The 70 invocations of Compiler.compile are Java invocations rather than entire re-invocations of the JVM, so they shouldn't be too bad. We shouldn't be going into virtual memory and therefore swapping from the JProfiler results; the process doesn't seem to take that much memory since the total heap doesn't seem to be garbage collected continually. I will attach VisualGC to the process on Monday to get some more indepth results on the structure of the heap (permament generation, tenured generation, and eden generation), but my feeling is the process isn't necessarily memory bound and therefore isn't forcing things into virtual memory. We are also not using anything across the network, such as mounted drives through NFS.

> What is the build machine CPU/RAM?

Unfortunately I can't go into specifics on our machine environment, but the machine is definently loaded with enough memory and CPU power.

> What do 'top' and various options to 'sar' show during the 30-minute build -- is the CPU maxed?

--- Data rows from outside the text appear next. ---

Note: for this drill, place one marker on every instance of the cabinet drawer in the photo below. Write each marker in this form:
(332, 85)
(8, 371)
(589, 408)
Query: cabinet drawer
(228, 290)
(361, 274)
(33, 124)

Good point; I'll try running top and sar to observe the CPUs process as JSP compilation occurs.

Thanx for the help. By the way, is this Gordon from the P2P Dim Sums?
Gordon Mohr said…
Yep, same Gordon.

Wasn't so worried about the 70 invocations meaning 70 JVM launches, but since 70 != 200, it could be a symptom more work is being inadvertently repeated by the build script than necessary.

Multi-MB JSPs sound atypical and worthy of investigation (and possibly refactoring!). Are you using jsp:include or %@ include?
b0b0b0b said…
Unless it needs to be a clean build, have your build script leave intermediate files around where it can re-use them if it detects the sources aren't dirty.

If you do that, preserving generated .java and compiled .class files, then you just need to make sure that timestamps are rolled back on jsp's whose contents haven't changed.

And if you do a static import, tomcat should be smart enough to check timestamps on imported resources.
Unknown said…
We'd love to help. Have you tried Tomcat 5.5.12 yet? It includes an improvement to precompilation of many JSP files that was done as a Google Summer of Code project. Give it a shot and let us know (dev@tomcat.apache.org) if things have improved.
John said…
Did you ever figure this one out? I encountered this when randomly looking for something else, and I have to tell you, I routinely compile 500+ .JSP files and it takes less than 5 minutes. This is with Jasper2 shipped with Tomcat 5.0.28 on a 2GHZ machine with 1 GB RAM.